My involvement with this organization as well as the remarkable achievements women have made in sports over the last forty years motivated me to create the Women in Sports Chapter at Ohio. Connecting the women in the sports administration program, both undergraduate and graduate, with the successful female alumnae in the industry would be a perfect way for us all to support each other.

2. Why did you decide to pursue a career in sports?

I believe 100% that sports can completely change a person’s life for the better. Through my brief journey into the sports industry, I have personally witnessed the impact that sports, college athletics specifically, can have on a young female. While at the University of Kentucky, I fell in love with the athletic department through my role as the manager of the softball team, intern in the business office, and videographer at home athletic events. As the softball manager, I worked with an all-female coaching staff, and they encouraged me to expand my horizons and think bigger. They exposed me to graduate programs that could help make my passion my career, and here I am today doing what I love. 

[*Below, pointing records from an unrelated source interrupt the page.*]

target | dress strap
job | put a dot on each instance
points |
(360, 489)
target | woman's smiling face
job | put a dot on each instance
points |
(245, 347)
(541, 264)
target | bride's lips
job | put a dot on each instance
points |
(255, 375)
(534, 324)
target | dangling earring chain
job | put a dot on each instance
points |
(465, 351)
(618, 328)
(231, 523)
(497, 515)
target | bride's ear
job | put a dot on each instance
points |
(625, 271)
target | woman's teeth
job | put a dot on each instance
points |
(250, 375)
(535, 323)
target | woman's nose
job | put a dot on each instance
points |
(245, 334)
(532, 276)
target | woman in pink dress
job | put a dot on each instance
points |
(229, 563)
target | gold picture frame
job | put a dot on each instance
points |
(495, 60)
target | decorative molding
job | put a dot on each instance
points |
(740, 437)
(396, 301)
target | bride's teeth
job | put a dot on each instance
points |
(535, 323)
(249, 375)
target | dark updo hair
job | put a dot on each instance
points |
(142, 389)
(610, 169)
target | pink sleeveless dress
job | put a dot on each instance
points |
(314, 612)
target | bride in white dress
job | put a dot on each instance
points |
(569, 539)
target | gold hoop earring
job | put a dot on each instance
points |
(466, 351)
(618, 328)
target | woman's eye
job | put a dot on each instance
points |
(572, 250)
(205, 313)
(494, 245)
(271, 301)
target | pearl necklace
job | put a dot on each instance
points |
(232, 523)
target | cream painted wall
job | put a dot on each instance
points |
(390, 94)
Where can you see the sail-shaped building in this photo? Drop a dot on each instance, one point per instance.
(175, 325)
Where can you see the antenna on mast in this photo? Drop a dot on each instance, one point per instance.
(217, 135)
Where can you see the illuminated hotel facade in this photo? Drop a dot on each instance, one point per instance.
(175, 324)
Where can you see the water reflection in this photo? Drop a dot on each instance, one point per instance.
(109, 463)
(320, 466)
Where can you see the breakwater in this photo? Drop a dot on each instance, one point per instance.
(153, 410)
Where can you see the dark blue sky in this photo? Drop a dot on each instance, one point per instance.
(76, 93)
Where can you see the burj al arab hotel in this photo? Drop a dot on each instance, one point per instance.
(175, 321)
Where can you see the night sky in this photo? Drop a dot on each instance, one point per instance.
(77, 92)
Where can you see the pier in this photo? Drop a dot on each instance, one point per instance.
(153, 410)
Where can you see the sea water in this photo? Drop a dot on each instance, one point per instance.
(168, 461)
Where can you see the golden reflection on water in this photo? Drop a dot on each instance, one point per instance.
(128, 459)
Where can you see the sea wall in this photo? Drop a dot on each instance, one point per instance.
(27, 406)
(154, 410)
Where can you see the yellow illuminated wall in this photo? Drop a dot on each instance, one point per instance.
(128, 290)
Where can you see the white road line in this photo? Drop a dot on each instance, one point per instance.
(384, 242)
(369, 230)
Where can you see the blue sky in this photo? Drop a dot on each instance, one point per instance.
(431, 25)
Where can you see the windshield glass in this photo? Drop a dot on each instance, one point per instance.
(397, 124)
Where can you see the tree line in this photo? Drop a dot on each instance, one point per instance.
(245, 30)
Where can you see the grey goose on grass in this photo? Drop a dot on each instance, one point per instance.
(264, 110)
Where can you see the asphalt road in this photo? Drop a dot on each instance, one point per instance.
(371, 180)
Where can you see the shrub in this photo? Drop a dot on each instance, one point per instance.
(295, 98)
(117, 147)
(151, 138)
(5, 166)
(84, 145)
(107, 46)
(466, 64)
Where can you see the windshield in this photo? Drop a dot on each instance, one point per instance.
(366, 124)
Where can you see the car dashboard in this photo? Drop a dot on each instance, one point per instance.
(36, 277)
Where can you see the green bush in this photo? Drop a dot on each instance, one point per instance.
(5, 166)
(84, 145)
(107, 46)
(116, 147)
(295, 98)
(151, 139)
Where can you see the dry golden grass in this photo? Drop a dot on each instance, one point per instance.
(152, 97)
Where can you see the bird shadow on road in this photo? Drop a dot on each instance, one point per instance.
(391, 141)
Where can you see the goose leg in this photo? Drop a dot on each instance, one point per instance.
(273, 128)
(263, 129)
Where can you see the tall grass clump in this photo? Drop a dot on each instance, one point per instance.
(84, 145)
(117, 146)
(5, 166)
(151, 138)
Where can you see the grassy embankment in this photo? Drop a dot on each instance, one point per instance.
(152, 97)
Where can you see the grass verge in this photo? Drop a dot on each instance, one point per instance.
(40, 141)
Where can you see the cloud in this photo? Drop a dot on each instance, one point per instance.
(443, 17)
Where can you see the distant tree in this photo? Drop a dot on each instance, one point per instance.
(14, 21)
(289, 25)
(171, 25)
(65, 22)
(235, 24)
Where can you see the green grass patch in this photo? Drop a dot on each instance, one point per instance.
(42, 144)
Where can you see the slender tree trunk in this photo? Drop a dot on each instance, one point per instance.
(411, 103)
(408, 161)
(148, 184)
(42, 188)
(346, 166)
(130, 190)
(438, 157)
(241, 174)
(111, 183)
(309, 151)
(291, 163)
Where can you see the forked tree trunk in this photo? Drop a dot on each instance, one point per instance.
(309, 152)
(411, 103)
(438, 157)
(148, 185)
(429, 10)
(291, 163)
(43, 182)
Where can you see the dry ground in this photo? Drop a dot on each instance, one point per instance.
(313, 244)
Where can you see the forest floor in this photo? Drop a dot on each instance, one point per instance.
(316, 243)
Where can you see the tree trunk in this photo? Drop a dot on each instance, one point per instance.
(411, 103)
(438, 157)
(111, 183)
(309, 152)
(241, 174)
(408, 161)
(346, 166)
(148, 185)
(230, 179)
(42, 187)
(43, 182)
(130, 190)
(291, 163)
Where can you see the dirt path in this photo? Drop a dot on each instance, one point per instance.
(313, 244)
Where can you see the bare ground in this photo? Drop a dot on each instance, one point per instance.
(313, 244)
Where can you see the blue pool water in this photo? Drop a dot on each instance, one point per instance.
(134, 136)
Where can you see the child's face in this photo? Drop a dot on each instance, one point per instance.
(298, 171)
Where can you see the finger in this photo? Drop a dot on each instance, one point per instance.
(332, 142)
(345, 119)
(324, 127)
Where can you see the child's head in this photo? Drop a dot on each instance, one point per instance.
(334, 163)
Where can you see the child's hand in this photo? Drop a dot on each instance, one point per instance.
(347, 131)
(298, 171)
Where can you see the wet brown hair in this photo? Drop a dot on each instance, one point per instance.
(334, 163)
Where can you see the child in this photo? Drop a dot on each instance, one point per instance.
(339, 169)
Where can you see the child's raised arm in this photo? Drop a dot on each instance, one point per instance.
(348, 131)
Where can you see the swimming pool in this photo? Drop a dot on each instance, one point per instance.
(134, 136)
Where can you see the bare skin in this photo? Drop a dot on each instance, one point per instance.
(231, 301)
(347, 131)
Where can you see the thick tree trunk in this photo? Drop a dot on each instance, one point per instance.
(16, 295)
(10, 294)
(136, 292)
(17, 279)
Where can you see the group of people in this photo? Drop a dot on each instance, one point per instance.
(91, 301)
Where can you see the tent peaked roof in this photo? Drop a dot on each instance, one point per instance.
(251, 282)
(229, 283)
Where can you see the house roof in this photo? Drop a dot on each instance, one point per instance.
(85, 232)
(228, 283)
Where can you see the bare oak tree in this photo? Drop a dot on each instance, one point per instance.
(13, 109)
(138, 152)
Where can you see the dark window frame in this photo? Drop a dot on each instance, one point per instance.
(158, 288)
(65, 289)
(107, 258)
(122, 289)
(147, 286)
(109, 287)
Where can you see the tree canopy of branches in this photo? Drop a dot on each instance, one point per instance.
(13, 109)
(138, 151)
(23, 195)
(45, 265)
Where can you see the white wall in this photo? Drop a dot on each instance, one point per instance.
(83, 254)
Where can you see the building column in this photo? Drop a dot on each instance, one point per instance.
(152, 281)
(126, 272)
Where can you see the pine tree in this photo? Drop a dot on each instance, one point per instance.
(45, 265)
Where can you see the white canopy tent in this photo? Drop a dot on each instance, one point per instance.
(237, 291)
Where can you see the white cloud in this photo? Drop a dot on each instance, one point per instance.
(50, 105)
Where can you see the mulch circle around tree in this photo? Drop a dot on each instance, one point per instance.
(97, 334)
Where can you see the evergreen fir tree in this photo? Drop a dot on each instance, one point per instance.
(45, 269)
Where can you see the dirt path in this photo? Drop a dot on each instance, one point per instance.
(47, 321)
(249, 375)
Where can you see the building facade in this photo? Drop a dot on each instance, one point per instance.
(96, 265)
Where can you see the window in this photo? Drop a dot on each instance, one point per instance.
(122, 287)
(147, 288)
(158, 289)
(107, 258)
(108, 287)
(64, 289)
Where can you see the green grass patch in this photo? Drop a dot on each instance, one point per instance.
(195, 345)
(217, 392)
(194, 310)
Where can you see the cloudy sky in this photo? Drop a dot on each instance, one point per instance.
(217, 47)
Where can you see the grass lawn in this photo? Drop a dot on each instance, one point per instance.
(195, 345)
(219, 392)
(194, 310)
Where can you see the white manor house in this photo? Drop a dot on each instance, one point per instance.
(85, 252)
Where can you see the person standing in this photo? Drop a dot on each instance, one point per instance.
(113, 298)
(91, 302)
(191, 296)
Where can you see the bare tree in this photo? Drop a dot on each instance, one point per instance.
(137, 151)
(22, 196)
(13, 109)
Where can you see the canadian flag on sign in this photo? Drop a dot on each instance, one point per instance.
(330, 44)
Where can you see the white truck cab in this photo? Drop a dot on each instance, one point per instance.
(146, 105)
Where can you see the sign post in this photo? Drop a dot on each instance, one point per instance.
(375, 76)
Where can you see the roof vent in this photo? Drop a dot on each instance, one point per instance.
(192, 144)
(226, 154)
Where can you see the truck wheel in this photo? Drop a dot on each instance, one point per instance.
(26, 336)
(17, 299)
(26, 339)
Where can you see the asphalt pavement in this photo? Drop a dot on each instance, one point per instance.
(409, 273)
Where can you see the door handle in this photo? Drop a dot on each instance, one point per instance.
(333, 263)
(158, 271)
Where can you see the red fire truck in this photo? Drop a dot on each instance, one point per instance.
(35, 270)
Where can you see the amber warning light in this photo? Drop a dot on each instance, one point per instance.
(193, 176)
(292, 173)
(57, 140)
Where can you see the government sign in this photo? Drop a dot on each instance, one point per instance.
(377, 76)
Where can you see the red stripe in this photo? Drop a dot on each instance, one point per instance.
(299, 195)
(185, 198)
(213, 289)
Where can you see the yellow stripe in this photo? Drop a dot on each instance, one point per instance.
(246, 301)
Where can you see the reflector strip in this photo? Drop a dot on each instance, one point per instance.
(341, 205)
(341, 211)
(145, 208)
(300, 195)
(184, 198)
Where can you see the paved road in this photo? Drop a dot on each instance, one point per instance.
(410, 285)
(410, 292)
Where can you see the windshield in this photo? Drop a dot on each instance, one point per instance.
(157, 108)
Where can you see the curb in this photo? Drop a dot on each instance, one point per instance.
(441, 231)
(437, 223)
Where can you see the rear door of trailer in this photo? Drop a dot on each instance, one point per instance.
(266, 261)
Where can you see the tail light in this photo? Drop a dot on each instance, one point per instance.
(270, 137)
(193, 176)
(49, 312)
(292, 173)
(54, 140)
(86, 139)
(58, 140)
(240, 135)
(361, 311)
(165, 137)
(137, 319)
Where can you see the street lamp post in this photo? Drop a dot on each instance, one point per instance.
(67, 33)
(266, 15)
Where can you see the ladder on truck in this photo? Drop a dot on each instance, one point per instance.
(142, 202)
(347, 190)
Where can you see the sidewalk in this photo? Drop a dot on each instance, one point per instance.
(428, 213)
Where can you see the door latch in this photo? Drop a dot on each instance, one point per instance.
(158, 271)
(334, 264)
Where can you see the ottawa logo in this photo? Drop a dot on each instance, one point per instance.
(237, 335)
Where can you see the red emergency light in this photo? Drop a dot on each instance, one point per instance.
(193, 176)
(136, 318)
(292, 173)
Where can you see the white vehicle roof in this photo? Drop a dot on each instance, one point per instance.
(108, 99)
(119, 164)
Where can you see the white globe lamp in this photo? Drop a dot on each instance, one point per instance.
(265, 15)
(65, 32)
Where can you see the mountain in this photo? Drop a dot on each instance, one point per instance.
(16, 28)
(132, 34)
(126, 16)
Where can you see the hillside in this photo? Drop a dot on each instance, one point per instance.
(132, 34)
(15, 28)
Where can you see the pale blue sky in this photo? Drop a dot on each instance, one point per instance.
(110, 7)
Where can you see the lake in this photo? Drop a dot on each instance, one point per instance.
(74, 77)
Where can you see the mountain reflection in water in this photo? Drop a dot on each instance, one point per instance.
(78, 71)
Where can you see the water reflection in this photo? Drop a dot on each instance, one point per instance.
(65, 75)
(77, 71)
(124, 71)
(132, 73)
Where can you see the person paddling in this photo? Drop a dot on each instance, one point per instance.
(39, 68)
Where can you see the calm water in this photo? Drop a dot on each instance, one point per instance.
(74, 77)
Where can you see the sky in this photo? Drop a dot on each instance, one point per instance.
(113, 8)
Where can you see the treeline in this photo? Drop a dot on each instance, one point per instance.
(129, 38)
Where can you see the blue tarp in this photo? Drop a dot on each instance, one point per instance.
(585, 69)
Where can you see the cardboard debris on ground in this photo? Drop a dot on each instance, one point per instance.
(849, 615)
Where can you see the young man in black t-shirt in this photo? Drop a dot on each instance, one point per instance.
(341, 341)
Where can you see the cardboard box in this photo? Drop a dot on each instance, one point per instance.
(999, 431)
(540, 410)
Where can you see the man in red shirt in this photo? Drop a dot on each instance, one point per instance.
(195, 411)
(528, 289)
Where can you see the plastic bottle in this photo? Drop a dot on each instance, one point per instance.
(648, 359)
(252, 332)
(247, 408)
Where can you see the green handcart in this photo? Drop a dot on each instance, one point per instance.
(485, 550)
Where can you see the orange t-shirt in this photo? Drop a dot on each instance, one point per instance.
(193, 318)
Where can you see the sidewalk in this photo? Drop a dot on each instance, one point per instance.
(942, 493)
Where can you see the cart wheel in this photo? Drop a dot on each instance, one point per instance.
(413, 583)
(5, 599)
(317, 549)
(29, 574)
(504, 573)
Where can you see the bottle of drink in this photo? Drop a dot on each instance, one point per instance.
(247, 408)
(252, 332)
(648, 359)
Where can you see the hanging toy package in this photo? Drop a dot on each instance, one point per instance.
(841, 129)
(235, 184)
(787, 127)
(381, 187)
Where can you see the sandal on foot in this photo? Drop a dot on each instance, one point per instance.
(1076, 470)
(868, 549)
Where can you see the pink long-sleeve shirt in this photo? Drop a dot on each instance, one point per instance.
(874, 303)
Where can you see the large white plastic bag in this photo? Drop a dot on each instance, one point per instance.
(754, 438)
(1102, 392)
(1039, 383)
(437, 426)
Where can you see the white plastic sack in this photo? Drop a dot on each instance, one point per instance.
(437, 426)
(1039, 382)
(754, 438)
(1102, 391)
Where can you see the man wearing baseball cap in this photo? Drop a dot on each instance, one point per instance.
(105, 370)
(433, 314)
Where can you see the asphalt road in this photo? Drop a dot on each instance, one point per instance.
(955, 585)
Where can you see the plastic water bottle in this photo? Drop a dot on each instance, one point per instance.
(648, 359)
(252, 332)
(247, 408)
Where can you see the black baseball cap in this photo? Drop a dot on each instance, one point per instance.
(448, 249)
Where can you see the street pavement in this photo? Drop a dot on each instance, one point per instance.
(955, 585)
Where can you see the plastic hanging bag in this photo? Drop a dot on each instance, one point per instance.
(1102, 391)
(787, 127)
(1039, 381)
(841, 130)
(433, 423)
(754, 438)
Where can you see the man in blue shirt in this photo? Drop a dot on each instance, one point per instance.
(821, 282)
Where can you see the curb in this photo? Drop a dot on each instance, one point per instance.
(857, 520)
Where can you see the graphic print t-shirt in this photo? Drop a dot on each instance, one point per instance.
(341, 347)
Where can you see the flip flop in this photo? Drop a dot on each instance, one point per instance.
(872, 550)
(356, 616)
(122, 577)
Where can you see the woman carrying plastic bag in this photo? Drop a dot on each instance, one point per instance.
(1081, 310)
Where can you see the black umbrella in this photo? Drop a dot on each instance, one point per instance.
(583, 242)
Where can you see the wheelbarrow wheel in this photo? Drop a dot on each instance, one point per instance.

3. What skills have helped you be successful in your role at Illinois?

Self-management, critical thinking, interpersonal communication skills as well as my accounting and financial analysis skills have helped me in my role at Illinois.

4. What lesson that you learned at Ohio has had the biggest impact on your career?

Growing up with brothers, I always believed that I was pretty tough, but the toughness I learned while competing in graduate school has had the biggest impact on my career. Pat Summit said it best, “You can’t always be the most talented one in the room, but you can be the most competitive.”

5. If you could give a shout out to a fellow Bobcat, who would it be and why?

I would love to give a shout out to my friend/classmate/fellow Bobcat Abby Jacobs. Since my interview for the Ohio MSA program, I have always looked up to Abby both personally and professionally. Abby just recently had a baby, yet she is still killing it professionally, raising money and awareness for causes/charities she is passionate about, and running marathons. She’s the real MVP.